Of course, tamarind trees can be used for more than just an afternoon nap. The pulp is harvested from tamarind pods with multiple uses, such as cream of tartar or Worcestershire sauce, which come from tartaric acid From immature sour pods. Fully ripe pods are brittle, more chocolate in color and can be easily broken in your hand. It also tends to be on the sweeter side, which makes it perfect Soft drinks Sweet and sour candy– Both are famous for Mexico. The desserts are known as “tamarindo” or simply “Mexican dessert”.

In Southeast Asia, especially India, the fruit is often used in pickles, chutneys, chutneys and curries. In Malay, it is called “asam”, which roughly translates to “sour”. The Vietnamese call it “keo me” or “sour candy”. Apart from its culinary uses, it can also be used medical purposesAs a treatment for diarrhea, constipation, fever and malaria. Its anti-inflammatory properties may also be useful in treating certain diseases; However, science has not yet proven this. Finally, it is not uncommon for tamarind to be used as a spice, seasoning, paste, or sold as dried fruit.

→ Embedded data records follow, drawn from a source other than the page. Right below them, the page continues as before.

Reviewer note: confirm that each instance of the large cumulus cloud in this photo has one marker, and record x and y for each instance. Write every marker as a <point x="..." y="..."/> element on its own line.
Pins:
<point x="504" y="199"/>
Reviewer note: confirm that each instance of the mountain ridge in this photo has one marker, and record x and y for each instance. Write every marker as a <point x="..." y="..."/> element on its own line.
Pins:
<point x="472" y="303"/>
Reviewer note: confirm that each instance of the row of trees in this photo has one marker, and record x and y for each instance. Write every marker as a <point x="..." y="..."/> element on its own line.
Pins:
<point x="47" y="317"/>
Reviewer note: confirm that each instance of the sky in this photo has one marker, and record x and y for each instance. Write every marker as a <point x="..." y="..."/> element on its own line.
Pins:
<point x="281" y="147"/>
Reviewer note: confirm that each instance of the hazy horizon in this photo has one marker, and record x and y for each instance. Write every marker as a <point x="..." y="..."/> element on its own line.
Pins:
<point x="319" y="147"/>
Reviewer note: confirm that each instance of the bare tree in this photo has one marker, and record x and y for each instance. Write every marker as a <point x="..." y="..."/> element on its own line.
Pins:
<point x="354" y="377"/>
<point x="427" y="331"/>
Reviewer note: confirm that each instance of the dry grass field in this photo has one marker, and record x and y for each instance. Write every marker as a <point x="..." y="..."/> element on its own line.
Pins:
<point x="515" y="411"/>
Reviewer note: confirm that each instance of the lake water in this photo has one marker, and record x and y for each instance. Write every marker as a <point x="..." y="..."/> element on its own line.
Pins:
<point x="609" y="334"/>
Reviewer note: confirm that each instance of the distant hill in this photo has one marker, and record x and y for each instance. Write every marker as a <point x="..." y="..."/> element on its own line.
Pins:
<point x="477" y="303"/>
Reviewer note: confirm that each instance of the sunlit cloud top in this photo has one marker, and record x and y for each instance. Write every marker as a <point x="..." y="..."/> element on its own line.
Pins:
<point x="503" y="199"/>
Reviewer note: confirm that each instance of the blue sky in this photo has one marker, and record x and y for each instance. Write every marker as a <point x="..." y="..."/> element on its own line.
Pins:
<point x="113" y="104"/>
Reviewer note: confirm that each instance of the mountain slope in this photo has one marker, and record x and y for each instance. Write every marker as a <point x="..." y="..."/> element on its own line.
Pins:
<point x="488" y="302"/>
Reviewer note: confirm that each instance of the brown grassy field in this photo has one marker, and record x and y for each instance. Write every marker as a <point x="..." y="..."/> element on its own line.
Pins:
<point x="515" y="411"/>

Where do you get tamarind candy?

in Asian supermarketTamarind candies are usually in the middle of the candy and snack aisle, in small plastic shells no bigger than a soup bowl. One of the most popular tamarind candy brands is Amira, which happens to be the brand I ate a lot when I was a kid. If you’re feeling ambitious, a quick Google search will yield hundreds of recipes on how to make your own tamarind candy.

But if you are not ready to experiment in the kitchen and do not live near an Asian supermarket, there are other ways to get this delicious and spicy dessert. On the Internet, there is no shortage of specialty stores selling tamarind candy, such as MixGrocerAnd the Only Asian foodAnd the Lollipops and Pops (especially This delicious dessert looks like a chia animal), candy storeAnd the Zocalo Foods.

It should be noted that tamarind candy, like other candy you find in an ethnic grocery store, contains prop 65 California warning sign due to potential lead exposure. While this may be cause for concern, it is also worth noting that lead exposure can occur in A variety of waysNot just through candy. So it is up to you to decide if this dessert is right for you. For me, it will always be associated with happy memories from my childhood, thus, the answer is usually “yes”.